Sinclair had replaced Mark Hughes, caught above the right ankle by Deane 17 minutes from the end. The challenge looked about as accidental as the Kennedy assassination and Hughes needed six stitches in a four inch gash, but Deane, who had been cautioned in the first half for a reckless tackle on Steve Clarke, stayed on the pitch. Vialli, too, after a blatant hack at Rush five minutes later. It was that sort of afternoon.
"The tackle was high," said Hughes, "and I feared the worst." Gullit was mildly offended about the challenge. "Mark's not the sweetest character on the field" he admitted, "and I think he pays a high price for it. But I don't want Chelsea to pay a price."

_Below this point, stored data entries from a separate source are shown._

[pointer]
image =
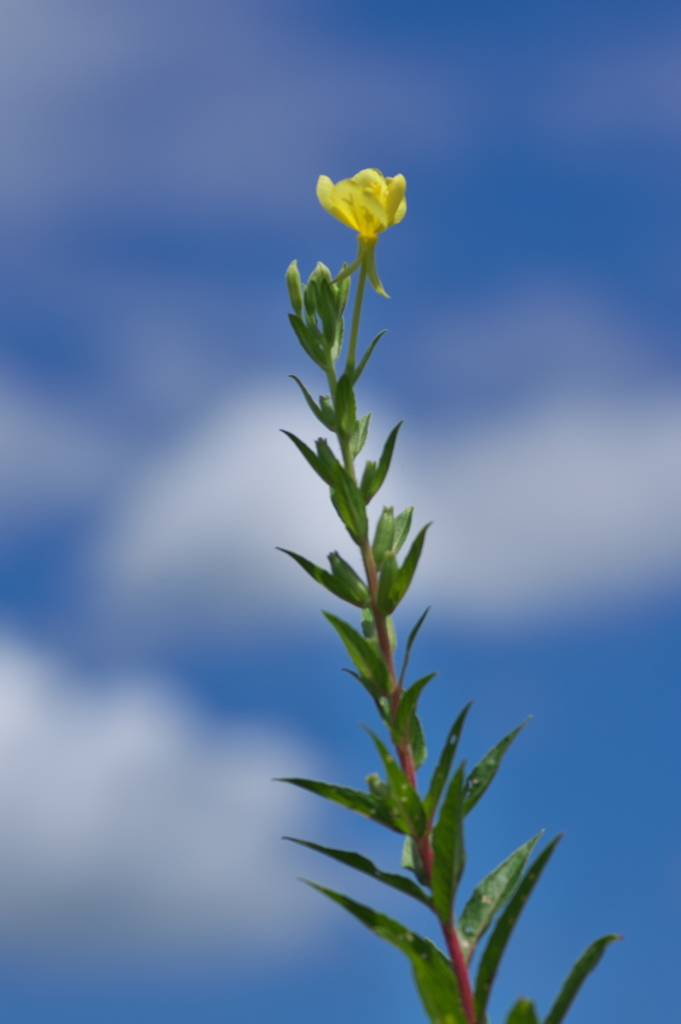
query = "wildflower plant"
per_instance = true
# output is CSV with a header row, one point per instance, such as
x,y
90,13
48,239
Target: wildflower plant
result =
x,y
455,982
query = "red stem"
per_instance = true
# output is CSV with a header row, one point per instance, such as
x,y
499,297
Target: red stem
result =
x,y
461,971
406,754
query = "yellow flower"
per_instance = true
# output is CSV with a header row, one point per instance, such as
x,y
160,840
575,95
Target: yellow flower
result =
x,y
368,203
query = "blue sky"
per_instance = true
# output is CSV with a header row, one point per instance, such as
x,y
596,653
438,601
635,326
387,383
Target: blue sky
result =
x,y
159,662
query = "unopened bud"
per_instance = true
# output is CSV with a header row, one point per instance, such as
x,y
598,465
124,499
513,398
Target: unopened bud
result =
x,y
295,288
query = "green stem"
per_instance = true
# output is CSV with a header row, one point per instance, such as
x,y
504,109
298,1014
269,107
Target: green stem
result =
x,y
356,313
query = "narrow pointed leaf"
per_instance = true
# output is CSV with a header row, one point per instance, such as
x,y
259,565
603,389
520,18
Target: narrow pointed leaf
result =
x,y
418,740
349,504
366,657
490,896
358,438
504,928
387,584
407,570
405,799
372,482
367,356
402,526
315,462
522,1013
332,583
484,770
432,971
320,411
327,458
310,339
410,643
346,410
584,966
346,576
359,863
368,804
450,855
441,771
408,706
413,861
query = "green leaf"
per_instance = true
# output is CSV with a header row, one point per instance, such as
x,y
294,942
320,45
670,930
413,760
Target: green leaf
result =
x,y
387,584
418,741
504,928
349,504
449,851
327,407
310,339
346,576
410,643
444,764
358,438
346,410
408,706
484,770
522,1013
320,412
432,971
368,624
383,538
347,591
370,805
403,797
360,863
490,896
365,656
342,290
374,474
584,966
413,861
402,526
408,567
367,356
320,465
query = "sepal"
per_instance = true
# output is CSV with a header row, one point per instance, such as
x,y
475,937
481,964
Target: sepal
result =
x,y
375,473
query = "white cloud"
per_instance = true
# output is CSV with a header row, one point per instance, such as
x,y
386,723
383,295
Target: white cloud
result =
x,y
563,506
564,502
130,825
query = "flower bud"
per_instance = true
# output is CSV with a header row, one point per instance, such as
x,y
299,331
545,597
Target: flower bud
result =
x,y
295,288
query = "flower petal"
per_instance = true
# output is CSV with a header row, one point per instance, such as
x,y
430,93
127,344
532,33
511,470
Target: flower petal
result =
x,y
395,198
325,192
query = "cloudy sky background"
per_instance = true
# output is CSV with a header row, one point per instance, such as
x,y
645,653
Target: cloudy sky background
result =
x,y
159,662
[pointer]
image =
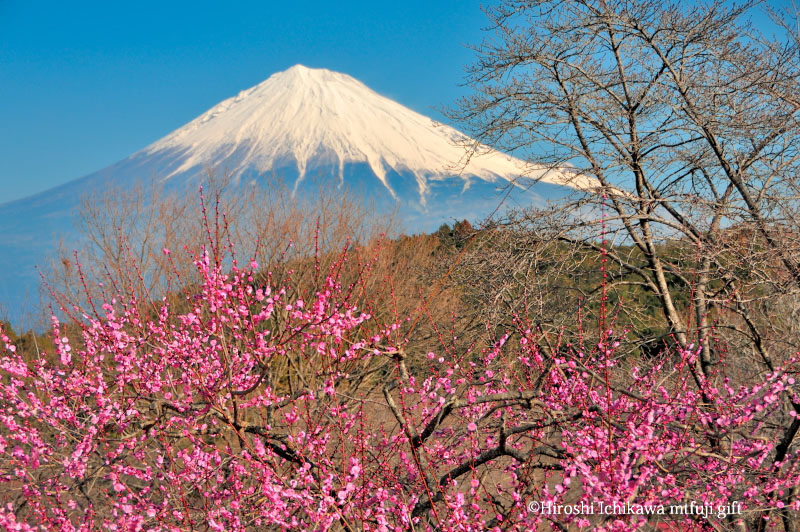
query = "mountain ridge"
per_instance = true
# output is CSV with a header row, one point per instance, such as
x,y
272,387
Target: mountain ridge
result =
x,y
296,122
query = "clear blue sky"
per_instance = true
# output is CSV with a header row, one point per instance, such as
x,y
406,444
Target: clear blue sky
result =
x,y
85,84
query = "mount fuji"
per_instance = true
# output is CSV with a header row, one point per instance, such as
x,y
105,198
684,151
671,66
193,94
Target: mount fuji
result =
x,y
298,123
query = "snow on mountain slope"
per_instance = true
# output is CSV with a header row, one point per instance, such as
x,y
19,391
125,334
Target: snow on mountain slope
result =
x,y
315,117
296,123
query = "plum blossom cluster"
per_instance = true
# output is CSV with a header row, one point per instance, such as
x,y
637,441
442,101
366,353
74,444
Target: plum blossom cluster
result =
x,y
249,406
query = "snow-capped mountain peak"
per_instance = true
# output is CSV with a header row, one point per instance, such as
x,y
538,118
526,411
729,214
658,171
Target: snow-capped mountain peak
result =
x,y
308,116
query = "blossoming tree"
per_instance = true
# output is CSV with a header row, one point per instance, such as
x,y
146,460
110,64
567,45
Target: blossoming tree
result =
x,y
165,416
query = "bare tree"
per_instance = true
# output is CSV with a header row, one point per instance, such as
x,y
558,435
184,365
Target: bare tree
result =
x,y
692,114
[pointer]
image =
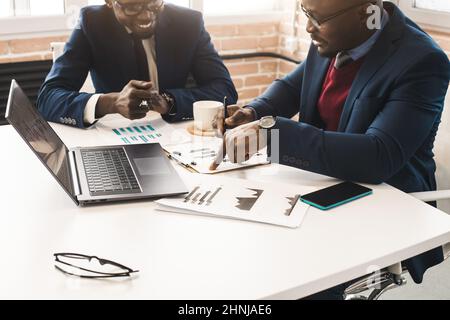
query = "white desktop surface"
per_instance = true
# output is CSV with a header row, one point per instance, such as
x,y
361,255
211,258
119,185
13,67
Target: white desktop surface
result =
x,y
194,257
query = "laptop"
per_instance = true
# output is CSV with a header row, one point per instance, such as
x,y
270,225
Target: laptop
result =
x,y
95,174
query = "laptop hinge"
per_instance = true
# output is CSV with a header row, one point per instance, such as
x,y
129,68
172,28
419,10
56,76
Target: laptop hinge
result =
x,y
74,173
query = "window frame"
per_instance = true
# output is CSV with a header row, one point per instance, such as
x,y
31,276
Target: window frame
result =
x,y
429,18
14,27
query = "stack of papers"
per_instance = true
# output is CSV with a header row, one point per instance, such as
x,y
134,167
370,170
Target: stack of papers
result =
x,y
199,154
270,203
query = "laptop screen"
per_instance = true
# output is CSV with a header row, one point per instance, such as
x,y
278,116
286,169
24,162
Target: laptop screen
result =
x,y
39,136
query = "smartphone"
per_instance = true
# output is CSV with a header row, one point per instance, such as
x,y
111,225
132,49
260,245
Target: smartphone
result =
x,y
336,195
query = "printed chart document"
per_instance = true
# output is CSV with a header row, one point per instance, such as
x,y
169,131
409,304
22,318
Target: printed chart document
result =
x,y
200,153
192,152
271,203
122,132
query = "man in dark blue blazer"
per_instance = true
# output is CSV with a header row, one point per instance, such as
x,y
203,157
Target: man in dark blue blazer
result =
x,y
389,118
140,55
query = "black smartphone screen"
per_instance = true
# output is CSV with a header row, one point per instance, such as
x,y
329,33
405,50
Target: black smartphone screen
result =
x,y
336,195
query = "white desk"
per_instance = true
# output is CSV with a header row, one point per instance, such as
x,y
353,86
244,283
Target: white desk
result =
x,y
192,257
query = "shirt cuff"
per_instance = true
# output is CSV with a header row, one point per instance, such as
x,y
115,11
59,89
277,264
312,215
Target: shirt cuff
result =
x,y
89,110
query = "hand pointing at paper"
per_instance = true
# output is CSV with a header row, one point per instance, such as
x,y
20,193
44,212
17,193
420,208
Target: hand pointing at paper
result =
x,y
241,143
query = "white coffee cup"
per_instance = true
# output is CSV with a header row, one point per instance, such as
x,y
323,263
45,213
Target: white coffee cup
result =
x,y
204,114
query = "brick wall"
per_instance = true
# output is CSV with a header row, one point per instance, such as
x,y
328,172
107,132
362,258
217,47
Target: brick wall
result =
x,y
251,76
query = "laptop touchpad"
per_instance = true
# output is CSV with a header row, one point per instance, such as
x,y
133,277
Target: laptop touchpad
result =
x,y
151,166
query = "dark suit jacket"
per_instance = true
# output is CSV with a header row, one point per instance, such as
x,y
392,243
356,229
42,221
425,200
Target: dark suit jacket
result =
x,y
101,45
389,122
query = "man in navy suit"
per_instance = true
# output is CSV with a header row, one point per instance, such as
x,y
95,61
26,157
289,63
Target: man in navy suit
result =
x,y
370,103
140,54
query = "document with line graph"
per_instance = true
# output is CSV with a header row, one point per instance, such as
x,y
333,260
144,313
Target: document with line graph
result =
x,y
270,203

Chelsea could claim, with some justification, that they should have had a penalty yesterday when Clarke was brought down by Palmer as he moved on to a precisely angled through pass from Frank Leboeuf on the hour. A goal then and a tiring Leeds side might not have been able to hold out.
Yet they deserved the three points for the zest of their attacks in the first half, the solidity of their defending in the second, and the hard working determination of all concerned.
Leeds's early ascendancy was clearly planned that way. Graham wanted the ball played quickly past the Chelsea wing backs, Dan Petrescu and Clarke, and when Beesley produced one such pass from just inside his own half Deane was left clear and onside. Grodas tried to snatch the ball from his feet but the striker dragged it clear before finding an empty net from the acutest of angles.
Then Petrescu had two stabs at, clearing Gary Kelly's long centre, miscuing the first and missing the second altogether, leaving Rush to force the ball in. With Lucas Radebe close marking Zola, Chelsea's immediate response was muted and a 25 yard shot from Hughes, which Nigel Martyn turned wide, represented the sum of their first half scoring efforts.
When Gullit and Eddie Newton replaced Dennis Wise, who had played quite well, and Di Matteo, who had hardly played at all, Chelsea's football acquired a more consistent pattern. Yet Deane, Rush, with an impudent 35 yard lob, and Lee Sharpe might still have increased Leeds's lead, and Martyn remained underemployed to the last.